[<prev] [next>] [<thread-prev] [thread-next>] [day] [month] [year] [list]
Message-ID: <1150fd9c-25c8-c91c-4ca2-2c587e3fbb43@suse.com>
Date: Tue, 13 Jun 2023 08:45:31 +0200
From: Juergen Gross <jgross@...e.com>
To: Demi Marie Obenour <demi@...isiblethingslab.com>,
Stefano Stabellini <sstabellini@...nel.org>,
Oleksandr Tyshchenko <oleksandr_tyshchenko@...m.com>,
Jan Beulich <JBeulich@...e.com>,
Konrad Rzeszutek Wilk <konrad.wilk@...cle.com>
Cc: Xen developer discussion <xen-devel@...ts.xenproject.org>,
Linux Kernel Mailing List <linux-kernel@...r.kernel.org>,
stable@...r.kernel.org
Subject: Re: [PATCH] xen: speed up grant-table reclaim
On 12.06.23 22:09, Demi Marie Obenour wrote:
> On Mon, Jun 12, 2023 at 08:27:59AM +0200, Juergen Gross wrote:
>> On 10.06.23 17:32, Demi Marie Obenour wrote:
>>> When a grant entry is still in use by the remote domain, Linux must put
>>> it on a deferred list.
>>
>> This lacks quite some context.
>>
>> The main problem is related to the grant not having been unmapped after
>> the end of a request, but the side granting the access is assuming this
>> should be the case.
>
> The GUI agent has relied on deferred grant reclaim for as long as it has
> existed. One could argue that doing so means that the agent is misusing
> gntalloc, but this is not documented anywhere. A better fix would be to
> use IOCTL_GNTDEV_SET_UNMAP_NOTIFY in the GUI daemon.
I don't think this is a gntalloc specific problem. You could create the same
problem with a kernel implementation.
And yes, using IOCTL_GNTDEV_SET_UNMAP_NOTIFY might be a good idea.
>> In general this means that the two sides implementing the protocol don't
>> agree how it should work, or that the protocol itself has a flaw.
>
> What would a better solution be? This is going to be particularly
> tricky with Wayland, as the wl_shm protocol makes absolutely no
> guarantees that compositors will promptly release the mapping and
> provides no way whatsoever for Wayland clients to know when this has
> happened. Relying on an LD_PRELOAD hack is not sustainable.
>
>>> Normally, this list is very short, because
>>> the PV network and block protocols expect the backend to unmap the grant
>>> first.
>>
>> Normally the list is just empty. Only in very rare cases like premature
>> PV frontend module unloading it is expected to see cases of deferred
>> grant reclaims.
>
> In the case of a system using only properly-designed PV protocols
> implemented in kernel mode I agree. However, both libxenvchan and the
> Qubes GUI protocol are implemented in user mode and this means that if
> the frontend process (the one that uses gntalloc) crashes, deferred
> grant reclaims will occur.
This would be the user space variant of frontend driver unloading.

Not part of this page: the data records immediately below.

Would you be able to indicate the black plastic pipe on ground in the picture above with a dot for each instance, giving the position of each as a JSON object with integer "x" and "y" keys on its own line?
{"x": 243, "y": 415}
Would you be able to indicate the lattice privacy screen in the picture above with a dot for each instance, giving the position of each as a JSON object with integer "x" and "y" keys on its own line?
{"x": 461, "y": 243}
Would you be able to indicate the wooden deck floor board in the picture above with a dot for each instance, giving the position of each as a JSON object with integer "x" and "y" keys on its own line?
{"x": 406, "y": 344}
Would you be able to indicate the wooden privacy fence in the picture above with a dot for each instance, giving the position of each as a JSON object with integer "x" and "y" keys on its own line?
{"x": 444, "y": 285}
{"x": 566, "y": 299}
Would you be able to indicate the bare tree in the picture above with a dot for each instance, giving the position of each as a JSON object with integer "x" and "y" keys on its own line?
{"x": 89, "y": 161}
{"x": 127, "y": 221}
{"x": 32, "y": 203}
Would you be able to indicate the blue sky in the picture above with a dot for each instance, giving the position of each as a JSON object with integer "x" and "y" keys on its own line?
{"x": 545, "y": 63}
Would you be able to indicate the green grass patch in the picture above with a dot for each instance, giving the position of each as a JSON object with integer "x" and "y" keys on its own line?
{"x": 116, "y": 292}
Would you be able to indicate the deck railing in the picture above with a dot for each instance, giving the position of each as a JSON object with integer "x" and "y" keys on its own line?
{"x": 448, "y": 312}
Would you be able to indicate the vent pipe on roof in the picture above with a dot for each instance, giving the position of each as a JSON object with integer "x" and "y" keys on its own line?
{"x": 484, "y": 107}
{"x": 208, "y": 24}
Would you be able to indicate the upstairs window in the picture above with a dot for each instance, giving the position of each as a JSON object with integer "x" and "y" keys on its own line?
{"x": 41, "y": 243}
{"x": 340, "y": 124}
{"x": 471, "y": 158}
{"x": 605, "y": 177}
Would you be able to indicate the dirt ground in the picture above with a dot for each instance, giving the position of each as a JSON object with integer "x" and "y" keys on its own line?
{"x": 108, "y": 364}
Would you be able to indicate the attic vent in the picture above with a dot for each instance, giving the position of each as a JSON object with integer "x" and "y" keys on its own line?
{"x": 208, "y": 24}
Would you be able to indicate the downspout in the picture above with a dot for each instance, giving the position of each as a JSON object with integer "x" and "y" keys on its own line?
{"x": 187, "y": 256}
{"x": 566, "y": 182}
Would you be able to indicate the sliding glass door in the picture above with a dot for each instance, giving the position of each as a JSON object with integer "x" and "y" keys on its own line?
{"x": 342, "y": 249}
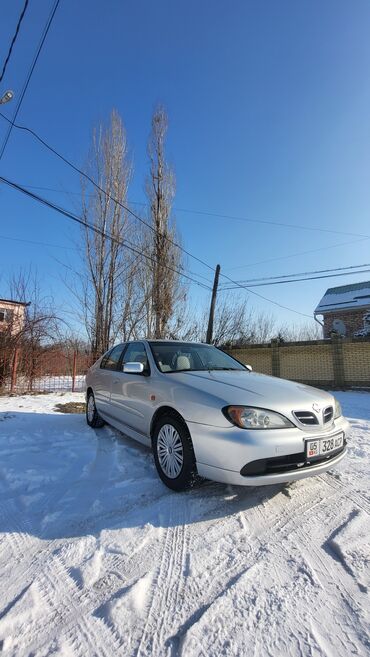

> Worse, it is possible for the domain to use
> the grant in a PV protocol. If the PV backend driver then maps and
> unmaps the grant and then tells the frontend driver to reclaim it, but
> the backend userspace process (the one using gntdev) maps it before the
> frontend does reclaim it, the frontend will think the backend is trying
> to exploit XSA-396 and freeze the connection.
Let me sum up how I understand above statement:
1. Frontend F in DomA is granting DomB access via grant X for PV-device Y.
2. DomB backend B for PV-device Y is mapping the page using grant X and uses it.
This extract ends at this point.